Zudem gestaltet es sich herausfordernd, Kritik an einem Gremium zu üben, das aus Vertretern des Bundesrates und der deutschen UNESCO-Kommission besteht, weil es sich mit popkulturellen Phänomenen aus Deutschland beschäftigt, jedoch nicht mit solchen aus Detroit. Techno war in den 90ern in Berlin zweifellos ein verbindendes Element für verschiedenste Subkulturen und Normalos, es war sicher auch hilfreich bei der Wiedervereinigung, zumindest was das sich Kennenlernen durch Tanzen anging. Oder wie Stefan Hochgesand in der Berliner Zeitung schrieb:
„Techno ist auch eine Weise, auf das Leben zu blicken. Das haben auch die Menschen in Berlin gespürt, als dieser neuartige Subkultur dort ziemlich genau zur Wendezeit ankam. Die friedliche Umbruchstimmung lag in der Luft. Und nun gab es den Soundtrack dazu. Die Clubs waren jene Orte, an denen sich die jungen Leute aus Ost und West erstmals ganz nah kamen; die erste gesamtdeutsche Jugendkultur. Zwar haben sich die Leute Acid in die Blutbahn gejagt, aber alles ausgesprochen friedlich und empathisch miteinander“
In Detroit wäre auch gar nicht möglich gewesen wäre, was in Berlin passierte. Die Sperrstunde, die in Berlin bereits seit 69 Jahren nicht mehr gelte, ist in Detroit noch immer noch aktuell. „Zwischen zwei Uhr in der Nacht und sieben Uhr morgens passiert da nichts.“ laut Dimitri Hegemann, der schon wahrscheinlich 20mal dort war. Wenn es um elektronische Musik geht, wird die ganze Diskurs eh absurd. Techno gehört ja niemand. Techno war immer vereinigend, alles in sich aufsaugend, und kreative Explosionen erzeugend wie Analogue Bubblebath 1991 von Aphex Twin oder 1992 Shut Up & Dance – The Green Man. Musik, weit weit entfernt von Detroit Sounds. Techno war nicht nur Detroit. Es war Chicago House, Trip Hop, Electro, Big Beat, Jungle und Drum n Bass. Zumindest für mich. Eine unglaubliche Vielfalt voller verschiedener Spielarten elektronischer Musik. Und alle hatten in Berlin ihren Platz. Weil wir es wollten und liebten. Und ganz bestimmt nicht auf die Idee gekommen wären, irgendjemand etwas wegnehmen zu wollen. Das zeichnete diese Musik aus. Klar, die Industrie stürzte sich schon Ende der 90er drauf und heute schauen wir mit Grauen auf megalomanische EDM Festivals und Tik Tok DJs, die ohne Kabel im Equipment vor tausenden Menschen die Arme in die Luft reißen. ABER Berlin + Techno, das ist eine ganz besondere Geschichte. Und dieses Ding namens Kulturerbe steht eigentlich denen zu, die in den frühen 90ern Kellerlöcher erkundeten, dort mit ein paar Brettern eine Bar aufbauten, und die, bei Hardwax gekauften Platten, einem hungrigen Publikum zugänglich machten, die einfach los stürzten und sich diesem Sound hingaben und Techno zur größten Erfolgsgeschichte Berlins machten, auch wenn es gerade diese Menschen am wenigsten interessieren dürfte.
Gefunden auf Soundcloud:
playlist hier:
01 Raymond Scott – The Bass-Line Generator (1966 [Basta 2000])

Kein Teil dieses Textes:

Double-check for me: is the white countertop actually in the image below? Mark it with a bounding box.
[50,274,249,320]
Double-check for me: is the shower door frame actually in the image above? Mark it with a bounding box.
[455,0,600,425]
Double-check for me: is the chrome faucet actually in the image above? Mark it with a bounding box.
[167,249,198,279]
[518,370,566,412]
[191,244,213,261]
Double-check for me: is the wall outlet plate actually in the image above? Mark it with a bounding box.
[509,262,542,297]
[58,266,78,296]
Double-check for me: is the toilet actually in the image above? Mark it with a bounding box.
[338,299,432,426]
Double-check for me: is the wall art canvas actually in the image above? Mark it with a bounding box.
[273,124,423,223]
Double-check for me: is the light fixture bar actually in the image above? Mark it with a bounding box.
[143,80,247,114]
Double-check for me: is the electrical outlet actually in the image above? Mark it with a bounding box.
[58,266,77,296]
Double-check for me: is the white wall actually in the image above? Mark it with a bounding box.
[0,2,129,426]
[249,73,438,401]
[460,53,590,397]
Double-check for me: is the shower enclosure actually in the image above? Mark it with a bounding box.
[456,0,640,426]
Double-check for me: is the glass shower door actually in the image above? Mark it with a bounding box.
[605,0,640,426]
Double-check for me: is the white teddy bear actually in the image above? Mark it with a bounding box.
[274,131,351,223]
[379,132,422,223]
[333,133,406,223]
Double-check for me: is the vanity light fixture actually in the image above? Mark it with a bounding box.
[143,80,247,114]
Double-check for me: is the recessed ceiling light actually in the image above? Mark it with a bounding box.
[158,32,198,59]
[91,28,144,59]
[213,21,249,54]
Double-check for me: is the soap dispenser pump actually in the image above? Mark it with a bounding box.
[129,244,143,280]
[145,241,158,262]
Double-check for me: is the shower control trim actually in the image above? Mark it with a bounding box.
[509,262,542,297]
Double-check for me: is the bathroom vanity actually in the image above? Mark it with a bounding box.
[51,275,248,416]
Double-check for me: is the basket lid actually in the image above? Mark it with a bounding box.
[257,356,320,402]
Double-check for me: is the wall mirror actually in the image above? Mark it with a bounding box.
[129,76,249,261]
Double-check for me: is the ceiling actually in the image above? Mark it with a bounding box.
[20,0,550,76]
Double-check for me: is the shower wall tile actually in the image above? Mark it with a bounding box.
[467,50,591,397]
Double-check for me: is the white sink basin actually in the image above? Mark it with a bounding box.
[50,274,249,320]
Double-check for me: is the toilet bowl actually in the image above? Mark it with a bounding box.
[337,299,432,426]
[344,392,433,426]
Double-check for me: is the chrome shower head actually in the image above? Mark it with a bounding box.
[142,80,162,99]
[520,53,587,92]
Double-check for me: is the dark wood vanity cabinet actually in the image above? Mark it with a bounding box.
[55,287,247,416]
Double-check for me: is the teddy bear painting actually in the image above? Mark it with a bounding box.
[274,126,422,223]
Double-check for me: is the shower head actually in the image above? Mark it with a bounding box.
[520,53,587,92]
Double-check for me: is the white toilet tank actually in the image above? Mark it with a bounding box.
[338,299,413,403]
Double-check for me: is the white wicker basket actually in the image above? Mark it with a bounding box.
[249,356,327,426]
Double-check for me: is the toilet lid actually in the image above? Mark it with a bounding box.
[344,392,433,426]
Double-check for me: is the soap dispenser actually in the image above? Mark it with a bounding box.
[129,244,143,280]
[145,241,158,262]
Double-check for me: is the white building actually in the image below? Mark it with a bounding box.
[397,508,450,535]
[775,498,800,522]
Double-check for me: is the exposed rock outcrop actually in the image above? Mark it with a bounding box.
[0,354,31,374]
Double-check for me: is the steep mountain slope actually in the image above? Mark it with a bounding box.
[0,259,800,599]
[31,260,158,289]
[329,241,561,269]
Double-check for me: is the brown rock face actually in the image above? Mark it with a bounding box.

02 Kraftwerk – Nummern (Kling Klang 1981)
03 CTI (Chris & Cosey) – Dancing Ghosts (Doublevision 1984)
04 Throbbing Gristle – Hot on the Heels of Love (Fetish Records 1979)
05 Flying Lizards – Steam Away (Virgin 1981)
06 Doris Norton – War Mania Analysis (Durium 1983)
07 Raymond Scott – Toy Funk (1961-1971 [Basta 2017])
08 S.C. Sharma – Dance Music III (1969-72 [The state51 Conspiracy 2023])
09 Raymond Scott – IBM Probe (1961-71 [Basta 2017])
10 Kid Baltan – Tape Loop with Rhythm and Bass Patterns (1957 [Basta 2004])
11 Cluster – Rote Riki (Brain 1974)
12 Richard Wahnfried – Time Actor (Innovative Communication 1979)
13 Laurie Spiegel – Drums (1975 [1980 Philo])
14 Vito Ricci – Inferno Pt. 1 (1983 [Music From Memory 2015])
15 Erkki Kurenniemi – Sähkösoittimen Ääniä #1 (1971 [Love Records 2002])
16 Normal Brain – M-U-S-I-C (Vanity Records 1981)
17 Kraftwerk – Kristallo (Vertigo 1973)
18 Kraftwerk – Spacelab (Capitol 1978)
19 Conrad Schnitzler & Wolf Sequeza – Fata Morgana (Conrad Schnitzler self released 1980)
20 A Number Of Names – Sharevari (Capriccio 1981)
21 Maddalena Fagandini – A07 Interval Signal (BBC Records 1960)
22 I.S. Mathur – Moogsical Forms (1969-72 [The state51 Conspiracy 2023])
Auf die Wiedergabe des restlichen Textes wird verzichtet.